Linguistic technologies ABBYY. From the complex to the perfect

Idea to deal with one of the key problems in the theory of artificial intelligence and solve the problem of understanding human speech processing technique originated in the minds of professionals ABBYY fifteen years ago. It was then with the filing of the company’s founder David Yang first started research and then development and engineering work on the creation of a new generation of machine translation, later grew into a separate project Compreno (former name – Natural Language Compiler) to address the many challenges with the processing of natural language.
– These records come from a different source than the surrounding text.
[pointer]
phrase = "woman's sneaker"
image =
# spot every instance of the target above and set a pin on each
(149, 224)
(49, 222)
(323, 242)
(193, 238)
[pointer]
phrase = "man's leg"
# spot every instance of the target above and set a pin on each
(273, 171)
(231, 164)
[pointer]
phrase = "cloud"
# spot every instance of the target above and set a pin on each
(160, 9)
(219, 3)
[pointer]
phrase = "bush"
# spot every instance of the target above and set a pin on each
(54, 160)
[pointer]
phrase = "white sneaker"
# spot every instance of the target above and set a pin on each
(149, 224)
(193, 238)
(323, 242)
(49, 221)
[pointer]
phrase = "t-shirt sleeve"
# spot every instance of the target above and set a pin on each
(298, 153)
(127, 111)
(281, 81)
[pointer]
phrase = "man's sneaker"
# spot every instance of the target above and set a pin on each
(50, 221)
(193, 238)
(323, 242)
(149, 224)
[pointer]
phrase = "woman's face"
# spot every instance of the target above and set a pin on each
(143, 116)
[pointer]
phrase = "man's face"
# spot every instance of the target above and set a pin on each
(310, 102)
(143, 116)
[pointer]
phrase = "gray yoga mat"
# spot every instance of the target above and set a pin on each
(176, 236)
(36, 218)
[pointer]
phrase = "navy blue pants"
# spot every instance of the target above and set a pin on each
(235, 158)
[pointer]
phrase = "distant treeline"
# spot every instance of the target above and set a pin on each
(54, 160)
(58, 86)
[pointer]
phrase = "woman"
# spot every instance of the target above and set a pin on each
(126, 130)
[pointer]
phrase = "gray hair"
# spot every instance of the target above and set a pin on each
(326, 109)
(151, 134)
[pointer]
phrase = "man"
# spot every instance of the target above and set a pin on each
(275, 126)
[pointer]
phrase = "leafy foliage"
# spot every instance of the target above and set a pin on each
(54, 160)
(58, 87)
The seriousness of the ABBYY a revolution in the field of computational linguistics shows not only many years of work for more than three hundred employees, but also of interest to the platform from the Development Fund of the Center of Research and Commercializing of New Technologies (Foundation laquo; Skolkovoraquo ;) , select the most promising projects and carrying out their support. No less compelling is the financial aspect and the matter: total investment fund laquo; Skolkovoraquo c Compreno – 475 million rubles, which is half the funding for the project. The second part (475 million rubles). Introduces herself ABBYY. Impressive numbers, emphasizing the scope and scale of the project.

amount of technology

To understand the nuances underlying the Compreno mechanisms and the logic of their work is to understand the fundamental concept of the project is as follows. Whatever the language of civilized people may say, the concepts that they represent words, many more similarities than differences. We all live in houses, use furniture, telephones, we travel by car, go to work in the office, fly on airplanes, etc. These concepts are general and do not depend on the language in terms of what we imagined them. Catching this connecting thread, ABBYY constructed language independent universal semantic hierarchy of concepts.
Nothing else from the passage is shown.